The Summit takes place in a moment when climate science is calling for efforts to rapidly reduce greenhouse gas emissions from fossil fuels and other industries, while simultaneously expanding forests, soils, and other natural sinks to retain or absorb as much atmospheric carbon as possible. Fossil companies, and many of the industries that consume their product, have responded by committing to carbon offsets in lieu of actual emission reductions—a confusion that Bloomgarden said won’t likely be settled by the end of today’s deliberations.
“This is an increasingly urgent issue,” he acknowledged. “As we see corporate commitments toward net-zero accelerating, and the desired use of offsets as a bridging mechanism to help meet those commitments, there’s a need to provide some rules of the road” for buying and using offsets.

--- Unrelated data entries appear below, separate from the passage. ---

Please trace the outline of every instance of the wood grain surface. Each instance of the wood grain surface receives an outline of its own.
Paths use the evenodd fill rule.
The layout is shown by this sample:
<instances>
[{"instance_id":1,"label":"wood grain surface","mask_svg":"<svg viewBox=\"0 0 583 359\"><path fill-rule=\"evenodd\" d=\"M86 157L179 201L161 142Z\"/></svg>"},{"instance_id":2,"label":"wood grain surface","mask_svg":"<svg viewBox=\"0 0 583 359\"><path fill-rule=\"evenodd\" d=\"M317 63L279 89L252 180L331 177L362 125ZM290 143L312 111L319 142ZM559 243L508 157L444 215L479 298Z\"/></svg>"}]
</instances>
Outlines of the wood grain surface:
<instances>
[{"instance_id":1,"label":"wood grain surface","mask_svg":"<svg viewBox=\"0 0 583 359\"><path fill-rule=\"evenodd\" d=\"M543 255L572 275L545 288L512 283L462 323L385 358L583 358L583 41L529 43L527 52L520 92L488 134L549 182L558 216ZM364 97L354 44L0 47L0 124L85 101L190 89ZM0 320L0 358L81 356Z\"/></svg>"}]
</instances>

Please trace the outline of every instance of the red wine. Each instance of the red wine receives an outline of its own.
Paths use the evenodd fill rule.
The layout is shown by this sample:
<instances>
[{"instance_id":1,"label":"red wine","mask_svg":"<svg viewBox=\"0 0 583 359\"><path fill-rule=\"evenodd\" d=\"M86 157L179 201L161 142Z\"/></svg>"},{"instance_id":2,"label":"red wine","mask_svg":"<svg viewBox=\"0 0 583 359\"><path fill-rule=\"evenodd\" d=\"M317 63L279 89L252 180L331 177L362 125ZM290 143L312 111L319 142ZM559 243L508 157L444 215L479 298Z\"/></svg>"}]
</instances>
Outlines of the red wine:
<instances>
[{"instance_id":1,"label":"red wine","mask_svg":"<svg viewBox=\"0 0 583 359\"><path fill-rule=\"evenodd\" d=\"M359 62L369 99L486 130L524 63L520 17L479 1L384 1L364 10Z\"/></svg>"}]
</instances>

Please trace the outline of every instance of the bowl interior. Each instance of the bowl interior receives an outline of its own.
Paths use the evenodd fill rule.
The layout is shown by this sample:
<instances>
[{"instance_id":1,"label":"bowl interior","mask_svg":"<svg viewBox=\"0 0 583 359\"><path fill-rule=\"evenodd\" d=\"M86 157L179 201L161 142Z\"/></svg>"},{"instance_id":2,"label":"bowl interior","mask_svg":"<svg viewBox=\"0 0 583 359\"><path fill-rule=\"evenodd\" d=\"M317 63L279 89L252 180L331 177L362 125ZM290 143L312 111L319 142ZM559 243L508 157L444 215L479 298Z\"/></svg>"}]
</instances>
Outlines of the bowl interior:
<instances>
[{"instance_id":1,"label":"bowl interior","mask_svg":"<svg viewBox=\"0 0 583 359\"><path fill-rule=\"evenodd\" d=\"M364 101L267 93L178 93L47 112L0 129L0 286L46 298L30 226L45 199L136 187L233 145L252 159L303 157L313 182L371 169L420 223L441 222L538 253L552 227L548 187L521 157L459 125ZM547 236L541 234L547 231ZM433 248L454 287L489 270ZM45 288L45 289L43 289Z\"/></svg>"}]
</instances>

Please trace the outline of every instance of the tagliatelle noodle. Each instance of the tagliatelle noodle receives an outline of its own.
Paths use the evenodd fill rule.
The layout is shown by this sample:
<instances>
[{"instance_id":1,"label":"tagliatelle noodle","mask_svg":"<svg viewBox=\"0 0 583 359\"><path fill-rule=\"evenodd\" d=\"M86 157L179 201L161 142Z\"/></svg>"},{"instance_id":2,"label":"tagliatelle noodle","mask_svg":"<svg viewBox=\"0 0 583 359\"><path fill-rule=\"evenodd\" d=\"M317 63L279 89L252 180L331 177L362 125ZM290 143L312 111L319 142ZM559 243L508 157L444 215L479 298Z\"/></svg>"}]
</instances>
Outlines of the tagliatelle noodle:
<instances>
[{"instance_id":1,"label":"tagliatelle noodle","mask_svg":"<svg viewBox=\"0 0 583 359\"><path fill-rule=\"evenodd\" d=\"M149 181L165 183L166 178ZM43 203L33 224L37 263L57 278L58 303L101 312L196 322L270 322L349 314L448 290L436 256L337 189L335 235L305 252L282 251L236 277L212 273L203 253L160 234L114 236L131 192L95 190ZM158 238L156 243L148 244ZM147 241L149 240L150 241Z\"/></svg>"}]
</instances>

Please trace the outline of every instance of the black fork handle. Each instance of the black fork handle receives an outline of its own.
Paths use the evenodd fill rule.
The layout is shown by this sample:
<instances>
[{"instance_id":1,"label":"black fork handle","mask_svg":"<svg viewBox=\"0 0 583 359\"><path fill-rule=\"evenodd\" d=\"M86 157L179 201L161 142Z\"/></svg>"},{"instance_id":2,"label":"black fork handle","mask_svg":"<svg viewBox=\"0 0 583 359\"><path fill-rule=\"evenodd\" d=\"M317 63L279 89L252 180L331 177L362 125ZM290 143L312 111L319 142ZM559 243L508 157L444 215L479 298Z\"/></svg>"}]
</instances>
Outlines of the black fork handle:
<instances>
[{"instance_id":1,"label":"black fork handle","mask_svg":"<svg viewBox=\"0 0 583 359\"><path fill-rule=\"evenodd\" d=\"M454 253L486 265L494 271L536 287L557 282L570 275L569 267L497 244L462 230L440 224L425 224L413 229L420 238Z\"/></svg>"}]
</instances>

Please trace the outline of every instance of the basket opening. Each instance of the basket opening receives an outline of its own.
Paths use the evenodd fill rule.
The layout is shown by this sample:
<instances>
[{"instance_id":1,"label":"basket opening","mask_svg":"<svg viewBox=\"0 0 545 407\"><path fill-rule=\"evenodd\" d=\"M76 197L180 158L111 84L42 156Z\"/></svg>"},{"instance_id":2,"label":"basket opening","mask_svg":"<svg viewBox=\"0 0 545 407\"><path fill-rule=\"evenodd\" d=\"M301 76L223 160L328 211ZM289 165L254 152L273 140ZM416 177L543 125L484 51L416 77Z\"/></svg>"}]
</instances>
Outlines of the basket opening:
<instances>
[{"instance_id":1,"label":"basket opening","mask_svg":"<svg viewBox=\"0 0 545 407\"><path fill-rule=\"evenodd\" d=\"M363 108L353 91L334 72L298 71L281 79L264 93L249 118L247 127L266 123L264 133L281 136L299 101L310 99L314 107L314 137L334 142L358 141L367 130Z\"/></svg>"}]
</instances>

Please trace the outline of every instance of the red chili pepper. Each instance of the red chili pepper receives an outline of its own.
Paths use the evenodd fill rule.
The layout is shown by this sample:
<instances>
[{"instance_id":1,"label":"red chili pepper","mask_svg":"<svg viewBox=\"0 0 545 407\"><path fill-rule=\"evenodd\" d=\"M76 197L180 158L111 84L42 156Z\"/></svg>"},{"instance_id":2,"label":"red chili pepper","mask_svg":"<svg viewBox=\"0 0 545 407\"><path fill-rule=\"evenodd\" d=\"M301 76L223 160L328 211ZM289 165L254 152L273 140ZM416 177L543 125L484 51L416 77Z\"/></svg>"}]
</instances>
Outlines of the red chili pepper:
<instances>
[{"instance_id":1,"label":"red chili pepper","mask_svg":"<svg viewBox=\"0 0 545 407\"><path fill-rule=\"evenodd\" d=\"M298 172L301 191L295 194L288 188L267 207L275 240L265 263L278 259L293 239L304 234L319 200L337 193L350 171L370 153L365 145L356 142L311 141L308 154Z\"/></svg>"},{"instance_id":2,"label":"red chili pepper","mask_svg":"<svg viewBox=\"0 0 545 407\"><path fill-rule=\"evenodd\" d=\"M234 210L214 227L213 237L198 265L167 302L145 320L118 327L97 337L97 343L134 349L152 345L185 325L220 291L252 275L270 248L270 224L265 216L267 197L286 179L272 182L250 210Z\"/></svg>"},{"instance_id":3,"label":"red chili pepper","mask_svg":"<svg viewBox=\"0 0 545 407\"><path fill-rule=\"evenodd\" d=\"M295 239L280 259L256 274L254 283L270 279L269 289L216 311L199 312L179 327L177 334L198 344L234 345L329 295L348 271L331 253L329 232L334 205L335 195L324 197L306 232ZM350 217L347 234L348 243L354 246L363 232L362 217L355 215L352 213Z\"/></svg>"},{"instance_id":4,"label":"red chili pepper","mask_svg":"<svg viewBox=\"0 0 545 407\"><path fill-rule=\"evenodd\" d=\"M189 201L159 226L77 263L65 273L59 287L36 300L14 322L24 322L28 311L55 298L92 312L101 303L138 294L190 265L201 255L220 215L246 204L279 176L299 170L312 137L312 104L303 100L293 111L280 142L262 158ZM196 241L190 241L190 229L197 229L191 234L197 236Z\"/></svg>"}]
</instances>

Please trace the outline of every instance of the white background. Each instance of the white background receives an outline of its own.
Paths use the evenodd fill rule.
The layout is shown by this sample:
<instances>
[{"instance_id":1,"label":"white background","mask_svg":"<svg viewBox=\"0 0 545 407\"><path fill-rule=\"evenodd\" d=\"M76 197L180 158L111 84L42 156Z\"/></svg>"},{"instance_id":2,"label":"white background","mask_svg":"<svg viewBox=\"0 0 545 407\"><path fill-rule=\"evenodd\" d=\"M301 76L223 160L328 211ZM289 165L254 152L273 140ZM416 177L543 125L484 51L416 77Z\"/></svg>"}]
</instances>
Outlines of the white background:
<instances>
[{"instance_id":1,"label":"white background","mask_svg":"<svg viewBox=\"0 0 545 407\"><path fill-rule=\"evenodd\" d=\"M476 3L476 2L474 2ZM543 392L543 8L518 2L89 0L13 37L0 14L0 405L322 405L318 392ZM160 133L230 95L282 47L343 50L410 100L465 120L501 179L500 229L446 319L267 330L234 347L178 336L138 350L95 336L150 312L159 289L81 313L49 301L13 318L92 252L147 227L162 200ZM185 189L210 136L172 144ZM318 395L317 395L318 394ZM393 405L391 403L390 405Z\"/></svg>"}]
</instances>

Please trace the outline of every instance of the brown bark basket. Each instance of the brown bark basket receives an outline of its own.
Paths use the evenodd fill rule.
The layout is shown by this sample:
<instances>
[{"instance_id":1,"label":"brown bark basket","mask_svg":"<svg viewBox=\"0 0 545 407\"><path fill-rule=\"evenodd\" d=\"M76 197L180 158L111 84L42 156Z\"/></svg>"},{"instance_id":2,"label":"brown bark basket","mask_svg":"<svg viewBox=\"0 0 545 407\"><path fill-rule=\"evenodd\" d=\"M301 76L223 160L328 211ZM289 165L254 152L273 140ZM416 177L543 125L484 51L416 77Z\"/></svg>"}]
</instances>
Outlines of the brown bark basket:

“There are a lot of companies and sectors that just don’t have the ability to eliminate operational emissions overnight or in the short term,” he added. “There are no zero-carbon airplanes or steel mills at the moment,” and on the other side of the transaction, there’s no other source of revenue for forests, marine ecosystems, or wetlands “unless you’re using them for an extractive purpose. So the promise of changing underlying economic tactics on the ground so that nature is worth more alive than dead, or more alive than being extracted for some productive use, is really an important use of offset dollars.”
Applying that principle to an industry with a more direct path to decarbonization, like fossil fuels, would “need to pass a credibility test”, Bloomgarden said, based on an individual company’s measurable, ambitious target to reduce their carbon pollution—not just the Scope 1 and 2 emissions under their direct control, but the Scope 3 emissions that occur when customers use their products, and account for 80% or more of most fossil companies’ total carbon footprint.
Driving that activity is another function of a floor price on carbon, he added. “One of the important features of a company purchasing offsets is that it creates a real carbon price within that organization,” he explained. Once it’s “entrenched in their operational decisions, that carbon price is felt as an important incentive” to reduce emissions.
So while $10 per tonne from Norway is low, it’s still a “very important signal in the market where you might have had carbon credits from forest trade at $4, $5, $6, up to $8,” he said. “It’s the minimum where you start seeing some action. We know the price needs to be above $30 within the next few years, and by 2030 it needs to get well above $100 if we’re going to meet the Paris Agreement targets. But between $10 and $15, you start seeing some changes on both sides, on the corporate side and on the forest country side.”
Over the years, there has also been much concern about forest carbon credit projects that drive Indigenous communities off their territories, rather than recognizing their title to and understanding of those lands. “Absolutely, forests are better protected when [offset programs] engage Indigenous peoples and local people,” Bloomgarden told The Mix. “There are more than a billion people in the world who rely on forests, so it’s absolutely critical that they’re engaged, involved, and the beneficiaries of this carbon finance.”